COVID-19 lockdown policies, as well as voluntary social distancing, have resulted in steep declines in economic activity globally. Consumption and trade have declined, followed by investment. As a result, the world is experiencing one of the largest declines in gross domestic product (GDP) in almost a century, unprecedented in magnitude and scale, with most countries expected to see negative economic growth – and all seeing a slowdown in economic growth – in 2020. Countries that implemented more stringent lockdown policies and failed to contain the virus appear to have taken the biggest economic hit, as have those whose economies are more dependent on the services sector (including tourism), given that sector’s greater dependence on face-to-face contact. Even those countries that have remained virus free to date, for example some Pacific countries, have not been immune to the economic contagion of COVID-19.[5] Declining economic activity, including lower remittances, have resulted in a rise in poverty and a decline in employment, hitting those in the informal sector especially hard.[6] As lockdown policies are slowly being reversed and the first phase of vaccine deployment begins, there have been early signs of recovery in many countries, with economic growth rates expected to rebound in 2021, albeit from a much lower GDP base; however, this remains subject to great uncertainty.

This paper focuses on the economic impact of COVID-19 on health financing in countries of the World Health Organization (WHO) South-East Asia Region. We argue that, although COVID-19 presents risks, it also provides an opportunity to reset health financing systems in many countries of the region, especially for financing PHC, sustaining progress towards universal health coverage (UHC) and improving future pandemic preparedness.
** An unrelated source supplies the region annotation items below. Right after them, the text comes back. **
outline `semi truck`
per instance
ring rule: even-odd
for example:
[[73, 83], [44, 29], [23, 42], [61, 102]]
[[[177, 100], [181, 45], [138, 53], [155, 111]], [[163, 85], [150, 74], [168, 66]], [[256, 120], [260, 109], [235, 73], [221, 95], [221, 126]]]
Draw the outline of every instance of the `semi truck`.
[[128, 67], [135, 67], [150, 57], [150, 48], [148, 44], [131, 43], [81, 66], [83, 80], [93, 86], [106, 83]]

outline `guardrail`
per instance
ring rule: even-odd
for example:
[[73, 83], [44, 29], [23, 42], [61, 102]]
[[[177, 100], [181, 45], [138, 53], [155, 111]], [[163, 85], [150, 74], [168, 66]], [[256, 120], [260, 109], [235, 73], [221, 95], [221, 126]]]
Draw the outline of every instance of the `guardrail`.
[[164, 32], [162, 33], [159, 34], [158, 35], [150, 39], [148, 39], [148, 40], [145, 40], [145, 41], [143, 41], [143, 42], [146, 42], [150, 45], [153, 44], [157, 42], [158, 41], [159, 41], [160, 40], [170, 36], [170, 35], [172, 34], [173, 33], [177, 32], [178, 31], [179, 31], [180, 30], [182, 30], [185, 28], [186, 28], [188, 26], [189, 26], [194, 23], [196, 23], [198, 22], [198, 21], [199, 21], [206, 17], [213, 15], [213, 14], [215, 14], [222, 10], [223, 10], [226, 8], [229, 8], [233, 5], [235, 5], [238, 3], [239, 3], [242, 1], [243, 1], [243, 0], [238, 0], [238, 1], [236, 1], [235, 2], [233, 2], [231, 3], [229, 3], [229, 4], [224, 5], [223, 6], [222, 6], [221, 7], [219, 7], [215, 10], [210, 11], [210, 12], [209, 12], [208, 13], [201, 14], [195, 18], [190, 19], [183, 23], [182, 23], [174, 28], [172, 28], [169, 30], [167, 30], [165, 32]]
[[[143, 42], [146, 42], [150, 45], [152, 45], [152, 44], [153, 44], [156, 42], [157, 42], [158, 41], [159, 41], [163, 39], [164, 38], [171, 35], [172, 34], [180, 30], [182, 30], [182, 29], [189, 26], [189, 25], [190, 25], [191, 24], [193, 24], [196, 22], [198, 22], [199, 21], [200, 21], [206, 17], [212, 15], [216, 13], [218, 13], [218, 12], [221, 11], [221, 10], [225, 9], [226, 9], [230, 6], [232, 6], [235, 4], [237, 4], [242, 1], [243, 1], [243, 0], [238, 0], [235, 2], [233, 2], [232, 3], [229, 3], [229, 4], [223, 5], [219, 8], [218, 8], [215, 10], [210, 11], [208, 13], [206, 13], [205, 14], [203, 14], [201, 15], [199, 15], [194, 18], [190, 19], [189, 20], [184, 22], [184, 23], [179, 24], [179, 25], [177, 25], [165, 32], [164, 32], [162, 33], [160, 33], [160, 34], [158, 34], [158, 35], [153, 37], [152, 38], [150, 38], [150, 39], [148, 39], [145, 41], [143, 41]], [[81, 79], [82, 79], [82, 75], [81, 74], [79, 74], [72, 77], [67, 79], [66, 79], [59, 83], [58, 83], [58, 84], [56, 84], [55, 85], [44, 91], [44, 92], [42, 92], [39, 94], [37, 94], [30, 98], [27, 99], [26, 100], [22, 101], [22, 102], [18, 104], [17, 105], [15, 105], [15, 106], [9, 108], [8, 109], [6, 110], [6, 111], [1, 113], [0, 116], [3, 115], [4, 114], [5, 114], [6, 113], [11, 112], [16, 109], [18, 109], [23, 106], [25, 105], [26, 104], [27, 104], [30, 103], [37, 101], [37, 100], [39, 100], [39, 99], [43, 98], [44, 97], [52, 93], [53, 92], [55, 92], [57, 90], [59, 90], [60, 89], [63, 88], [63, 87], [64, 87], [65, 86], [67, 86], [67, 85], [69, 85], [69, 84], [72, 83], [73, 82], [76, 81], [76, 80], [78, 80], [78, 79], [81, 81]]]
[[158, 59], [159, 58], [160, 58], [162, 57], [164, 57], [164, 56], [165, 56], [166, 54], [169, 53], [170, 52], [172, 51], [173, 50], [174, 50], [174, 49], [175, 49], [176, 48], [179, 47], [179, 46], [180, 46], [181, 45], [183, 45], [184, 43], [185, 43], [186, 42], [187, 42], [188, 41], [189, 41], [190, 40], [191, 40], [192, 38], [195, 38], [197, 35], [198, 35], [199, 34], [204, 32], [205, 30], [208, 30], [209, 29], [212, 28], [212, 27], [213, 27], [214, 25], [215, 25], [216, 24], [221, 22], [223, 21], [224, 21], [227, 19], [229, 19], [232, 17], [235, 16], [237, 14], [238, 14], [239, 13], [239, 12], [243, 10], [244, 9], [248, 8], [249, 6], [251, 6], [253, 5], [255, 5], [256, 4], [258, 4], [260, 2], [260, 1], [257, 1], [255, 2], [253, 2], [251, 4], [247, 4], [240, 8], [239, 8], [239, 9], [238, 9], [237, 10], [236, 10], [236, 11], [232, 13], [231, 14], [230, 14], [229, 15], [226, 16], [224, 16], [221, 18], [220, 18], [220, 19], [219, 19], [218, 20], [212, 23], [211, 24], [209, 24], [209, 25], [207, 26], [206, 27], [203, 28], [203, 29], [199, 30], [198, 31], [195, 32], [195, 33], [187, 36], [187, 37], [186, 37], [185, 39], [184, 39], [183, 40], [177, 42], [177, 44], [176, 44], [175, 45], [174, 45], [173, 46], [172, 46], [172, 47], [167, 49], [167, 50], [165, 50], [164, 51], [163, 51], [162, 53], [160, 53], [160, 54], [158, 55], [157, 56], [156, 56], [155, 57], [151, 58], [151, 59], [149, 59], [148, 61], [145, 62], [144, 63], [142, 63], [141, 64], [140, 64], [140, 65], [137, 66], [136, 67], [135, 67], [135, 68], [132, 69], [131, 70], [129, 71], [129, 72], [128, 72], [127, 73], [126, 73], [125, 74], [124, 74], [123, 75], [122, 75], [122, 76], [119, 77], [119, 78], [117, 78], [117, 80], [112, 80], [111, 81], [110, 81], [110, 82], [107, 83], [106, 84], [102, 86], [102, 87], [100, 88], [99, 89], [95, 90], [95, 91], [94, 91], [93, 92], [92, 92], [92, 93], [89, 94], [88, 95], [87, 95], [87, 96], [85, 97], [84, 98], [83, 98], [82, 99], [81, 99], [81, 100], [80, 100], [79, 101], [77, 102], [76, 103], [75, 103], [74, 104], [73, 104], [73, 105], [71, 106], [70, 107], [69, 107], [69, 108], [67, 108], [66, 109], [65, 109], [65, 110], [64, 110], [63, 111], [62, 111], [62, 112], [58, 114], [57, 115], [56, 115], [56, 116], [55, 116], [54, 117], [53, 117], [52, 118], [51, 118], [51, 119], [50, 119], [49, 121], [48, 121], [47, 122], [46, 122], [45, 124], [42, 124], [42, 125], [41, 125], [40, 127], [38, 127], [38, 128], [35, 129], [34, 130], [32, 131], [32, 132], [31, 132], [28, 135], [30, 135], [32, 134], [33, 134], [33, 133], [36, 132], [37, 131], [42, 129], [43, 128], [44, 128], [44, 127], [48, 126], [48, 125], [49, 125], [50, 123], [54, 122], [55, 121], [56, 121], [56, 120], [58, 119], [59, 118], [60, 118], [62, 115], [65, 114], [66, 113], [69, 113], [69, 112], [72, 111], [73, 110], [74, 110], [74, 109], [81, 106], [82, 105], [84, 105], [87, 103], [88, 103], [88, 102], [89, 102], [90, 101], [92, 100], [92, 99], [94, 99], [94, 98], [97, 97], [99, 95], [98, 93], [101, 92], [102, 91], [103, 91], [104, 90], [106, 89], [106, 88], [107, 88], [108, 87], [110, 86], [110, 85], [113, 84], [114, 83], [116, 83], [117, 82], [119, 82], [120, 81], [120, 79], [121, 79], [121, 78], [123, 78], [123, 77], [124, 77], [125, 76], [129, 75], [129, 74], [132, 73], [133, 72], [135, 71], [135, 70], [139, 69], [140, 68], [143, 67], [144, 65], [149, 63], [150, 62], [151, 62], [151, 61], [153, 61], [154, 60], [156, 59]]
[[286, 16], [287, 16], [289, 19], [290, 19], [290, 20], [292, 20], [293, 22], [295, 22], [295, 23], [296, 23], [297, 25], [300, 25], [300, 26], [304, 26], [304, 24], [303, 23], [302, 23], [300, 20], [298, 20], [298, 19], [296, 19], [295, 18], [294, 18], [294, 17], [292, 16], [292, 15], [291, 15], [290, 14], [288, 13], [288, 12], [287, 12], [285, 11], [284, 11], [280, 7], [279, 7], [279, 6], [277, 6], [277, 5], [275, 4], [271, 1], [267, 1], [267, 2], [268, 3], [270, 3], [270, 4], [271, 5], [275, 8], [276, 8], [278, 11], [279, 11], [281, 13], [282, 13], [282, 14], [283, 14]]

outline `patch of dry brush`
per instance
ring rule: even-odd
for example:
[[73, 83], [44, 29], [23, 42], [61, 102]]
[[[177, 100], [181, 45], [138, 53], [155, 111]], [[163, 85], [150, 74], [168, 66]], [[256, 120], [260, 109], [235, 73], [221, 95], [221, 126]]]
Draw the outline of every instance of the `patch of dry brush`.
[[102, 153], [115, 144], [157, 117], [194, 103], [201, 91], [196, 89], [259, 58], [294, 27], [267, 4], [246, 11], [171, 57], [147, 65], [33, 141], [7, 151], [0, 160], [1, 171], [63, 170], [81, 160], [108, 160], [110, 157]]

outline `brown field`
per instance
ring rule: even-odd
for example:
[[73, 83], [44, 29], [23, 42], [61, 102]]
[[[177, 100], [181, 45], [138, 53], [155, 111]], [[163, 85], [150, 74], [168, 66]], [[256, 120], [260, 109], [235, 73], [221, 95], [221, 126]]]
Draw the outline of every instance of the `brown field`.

The remainder of this paper is organized as follows. The next section provides a brief summary of health financing systems in South-East Asia Region countries, underscoring the diversity of the region. This is followed by a summary of what is known about and predicted to be the economic impact of COVID-19 in the region and a discussion of some of the medium-term implications for health financing, especially for PHC. The paper ends with a brief summary and conclusions, including a discussion of possible mitigative policy options.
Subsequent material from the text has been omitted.